Obtaining individual biomarkers for the prediction of altered neurological outcome is a challenge of modern medicine and neuroscience. Connectomics based on magnetic resonance imaging (MRI) stands as a good candidate to exhaustively extract information from MRI by integrating the information obtained in a few network features that can be used as individual biomarkers of neurological outcome. However, this approach typically requires the use of diffusion and/or functional MRI to extract individual brain networks, which require high acquisition times and present an extreme sensitivity to motion artifacts, critical problems when scanning fetuses and infants. Extraction of individual networks based on morphological similarity from gray matter is a new approach that benefits from the power of graph theory analysis to describe gray matter morphology as a large-scale morphological network from a typical clinical anatomic acquisition such as T1-weighted MRI. In the present paper we propose a methodology to normalize these large-scale morphological networks to a brain network with standardized size based on a parcellation scheme. The proposed methodology was applied to reconstruct individual brain networks of 63 one-year-old infants, 41 infants with intrauterine growth restriction (IUGR) and 22 controls, showing altered network features in the IUGR group, and their association with neurodevelopmental outcome at two years of age by means of ordinal regression analysis of the network features obtained with Bayley Scale for Infant and Toddler Development, third edition. Although it must be more widely assessed, this methodology stands as a good candidate for the development of biomarkers for altered neurodevelopment in the pediatric population.

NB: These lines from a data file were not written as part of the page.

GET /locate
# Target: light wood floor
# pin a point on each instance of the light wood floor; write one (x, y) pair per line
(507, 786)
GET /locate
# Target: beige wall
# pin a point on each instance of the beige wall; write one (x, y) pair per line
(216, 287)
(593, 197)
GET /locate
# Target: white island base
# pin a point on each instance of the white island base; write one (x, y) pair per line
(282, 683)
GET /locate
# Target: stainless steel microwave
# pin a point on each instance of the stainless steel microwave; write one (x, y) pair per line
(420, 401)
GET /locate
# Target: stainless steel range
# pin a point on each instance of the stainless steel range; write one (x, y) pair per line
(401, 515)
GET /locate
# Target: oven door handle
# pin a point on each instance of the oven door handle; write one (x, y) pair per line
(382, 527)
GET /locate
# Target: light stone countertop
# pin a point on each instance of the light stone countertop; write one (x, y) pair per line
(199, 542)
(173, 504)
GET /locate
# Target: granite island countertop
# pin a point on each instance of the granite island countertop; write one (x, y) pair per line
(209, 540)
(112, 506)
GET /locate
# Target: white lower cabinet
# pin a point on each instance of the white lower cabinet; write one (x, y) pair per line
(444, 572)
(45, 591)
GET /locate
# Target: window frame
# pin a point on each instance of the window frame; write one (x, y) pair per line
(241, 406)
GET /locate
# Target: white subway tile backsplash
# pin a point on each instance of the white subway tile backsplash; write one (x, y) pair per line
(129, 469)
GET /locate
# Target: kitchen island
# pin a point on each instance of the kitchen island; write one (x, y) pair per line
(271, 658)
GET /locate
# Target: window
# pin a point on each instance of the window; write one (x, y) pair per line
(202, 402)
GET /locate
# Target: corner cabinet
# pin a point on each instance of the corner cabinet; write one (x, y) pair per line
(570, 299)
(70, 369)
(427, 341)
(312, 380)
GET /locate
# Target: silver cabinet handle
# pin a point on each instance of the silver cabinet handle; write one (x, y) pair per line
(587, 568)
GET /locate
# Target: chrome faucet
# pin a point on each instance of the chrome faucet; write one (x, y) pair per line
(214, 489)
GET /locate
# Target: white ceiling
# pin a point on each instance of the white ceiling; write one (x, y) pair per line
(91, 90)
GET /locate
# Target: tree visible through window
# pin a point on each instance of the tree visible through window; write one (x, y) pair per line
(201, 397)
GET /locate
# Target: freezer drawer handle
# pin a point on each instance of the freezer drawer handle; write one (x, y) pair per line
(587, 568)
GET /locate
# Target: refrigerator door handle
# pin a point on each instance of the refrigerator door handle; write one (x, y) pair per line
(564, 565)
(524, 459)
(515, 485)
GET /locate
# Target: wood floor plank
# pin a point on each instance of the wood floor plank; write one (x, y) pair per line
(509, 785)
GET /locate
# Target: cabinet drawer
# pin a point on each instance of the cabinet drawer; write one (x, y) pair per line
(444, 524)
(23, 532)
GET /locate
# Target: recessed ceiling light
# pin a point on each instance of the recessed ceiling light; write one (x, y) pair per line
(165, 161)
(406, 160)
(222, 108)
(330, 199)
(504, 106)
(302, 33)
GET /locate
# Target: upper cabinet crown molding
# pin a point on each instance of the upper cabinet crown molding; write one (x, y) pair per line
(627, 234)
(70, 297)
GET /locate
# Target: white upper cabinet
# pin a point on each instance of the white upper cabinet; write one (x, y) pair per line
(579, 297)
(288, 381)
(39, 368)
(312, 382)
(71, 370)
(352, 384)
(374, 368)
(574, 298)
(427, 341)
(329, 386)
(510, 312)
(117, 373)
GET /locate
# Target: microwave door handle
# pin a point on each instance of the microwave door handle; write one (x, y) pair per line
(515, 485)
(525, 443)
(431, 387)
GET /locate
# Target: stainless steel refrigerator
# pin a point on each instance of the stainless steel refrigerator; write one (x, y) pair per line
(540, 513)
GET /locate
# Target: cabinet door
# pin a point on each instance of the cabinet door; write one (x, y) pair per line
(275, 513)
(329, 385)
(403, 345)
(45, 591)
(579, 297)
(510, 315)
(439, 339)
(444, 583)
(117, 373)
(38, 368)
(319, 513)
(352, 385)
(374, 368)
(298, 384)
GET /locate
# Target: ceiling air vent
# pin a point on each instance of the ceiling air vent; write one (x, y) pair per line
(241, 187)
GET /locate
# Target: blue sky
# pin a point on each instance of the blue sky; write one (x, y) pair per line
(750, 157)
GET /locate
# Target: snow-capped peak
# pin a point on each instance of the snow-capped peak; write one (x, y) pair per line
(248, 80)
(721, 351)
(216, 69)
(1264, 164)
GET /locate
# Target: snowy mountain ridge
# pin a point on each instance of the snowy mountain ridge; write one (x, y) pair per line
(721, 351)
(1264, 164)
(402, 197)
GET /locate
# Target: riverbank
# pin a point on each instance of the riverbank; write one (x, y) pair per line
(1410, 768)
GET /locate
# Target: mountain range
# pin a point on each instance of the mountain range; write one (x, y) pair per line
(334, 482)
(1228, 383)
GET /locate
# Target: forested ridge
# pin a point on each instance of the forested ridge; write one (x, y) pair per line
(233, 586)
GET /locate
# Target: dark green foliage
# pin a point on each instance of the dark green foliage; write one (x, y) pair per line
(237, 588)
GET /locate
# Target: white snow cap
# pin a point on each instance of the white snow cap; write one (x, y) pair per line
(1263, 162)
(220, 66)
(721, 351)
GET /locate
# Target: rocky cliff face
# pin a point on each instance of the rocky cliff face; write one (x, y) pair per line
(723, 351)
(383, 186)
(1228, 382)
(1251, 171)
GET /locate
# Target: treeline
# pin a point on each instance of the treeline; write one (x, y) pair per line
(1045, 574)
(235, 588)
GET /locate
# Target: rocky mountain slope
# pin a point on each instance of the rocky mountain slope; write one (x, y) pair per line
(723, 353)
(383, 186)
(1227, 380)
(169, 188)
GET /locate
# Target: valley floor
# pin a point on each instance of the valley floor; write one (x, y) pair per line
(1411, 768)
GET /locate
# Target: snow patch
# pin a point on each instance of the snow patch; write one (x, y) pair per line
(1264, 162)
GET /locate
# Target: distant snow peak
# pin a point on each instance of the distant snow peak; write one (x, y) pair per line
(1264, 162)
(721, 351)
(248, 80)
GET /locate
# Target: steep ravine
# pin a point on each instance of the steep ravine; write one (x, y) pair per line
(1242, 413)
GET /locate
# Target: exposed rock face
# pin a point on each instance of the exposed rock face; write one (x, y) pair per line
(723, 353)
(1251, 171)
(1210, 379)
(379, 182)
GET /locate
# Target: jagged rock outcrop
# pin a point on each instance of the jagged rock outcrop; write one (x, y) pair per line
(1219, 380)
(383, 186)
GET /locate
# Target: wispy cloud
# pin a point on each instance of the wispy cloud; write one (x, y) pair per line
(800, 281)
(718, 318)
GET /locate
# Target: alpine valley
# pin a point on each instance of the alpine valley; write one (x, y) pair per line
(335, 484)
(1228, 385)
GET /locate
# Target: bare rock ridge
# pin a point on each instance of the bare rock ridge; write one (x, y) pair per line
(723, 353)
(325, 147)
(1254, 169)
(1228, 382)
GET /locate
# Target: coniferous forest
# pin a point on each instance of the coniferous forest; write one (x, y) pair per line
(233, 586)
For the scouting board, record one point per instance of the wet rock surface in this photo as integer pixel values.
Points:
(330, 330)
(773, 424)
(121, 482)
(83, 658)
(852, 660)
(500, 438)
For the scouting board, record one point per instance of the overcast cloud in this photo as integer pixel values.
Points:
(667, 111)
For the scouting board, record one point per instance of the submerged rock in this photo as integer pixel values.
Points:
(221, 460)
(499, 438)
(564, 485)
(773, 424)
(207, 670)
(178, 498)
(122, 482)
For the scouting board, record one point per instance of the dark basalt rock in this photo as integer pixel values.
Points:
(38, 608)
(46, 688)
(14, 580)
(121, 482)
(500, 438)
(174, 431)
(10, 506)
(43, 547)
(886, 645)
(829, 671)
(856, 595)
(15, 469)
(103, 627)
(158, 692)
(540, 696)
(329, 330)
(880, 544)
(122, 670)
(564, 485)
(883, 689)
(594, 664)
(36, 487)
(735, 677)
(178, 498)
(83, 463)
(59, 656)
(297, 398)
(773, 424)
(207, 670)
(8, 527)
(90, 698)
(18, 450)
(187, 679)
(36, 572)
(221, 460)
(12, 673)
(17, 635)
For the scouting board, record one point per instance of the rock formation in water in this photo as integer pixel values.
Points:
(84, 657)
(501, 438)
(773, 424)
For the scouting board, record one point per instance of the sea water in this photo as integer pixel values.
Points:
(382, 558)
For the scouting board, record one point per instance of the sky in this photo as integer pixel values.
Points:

Keywords: AAL; BSID-III; Bayley Scale for Infant and Toddler Development; Bayley scale for infant development, third edition; Brain morphology; CSF; Children; Connectome; FDR; False Discovery Rate; GA; GM; Graph theory; IUGR; MRI; Neurodevelopment; WM; automated anatomical labeling; cerebrospinal fluid; gestational age; gray matter; intrauterine growth restriction; magnetic resonance imaging; white matter.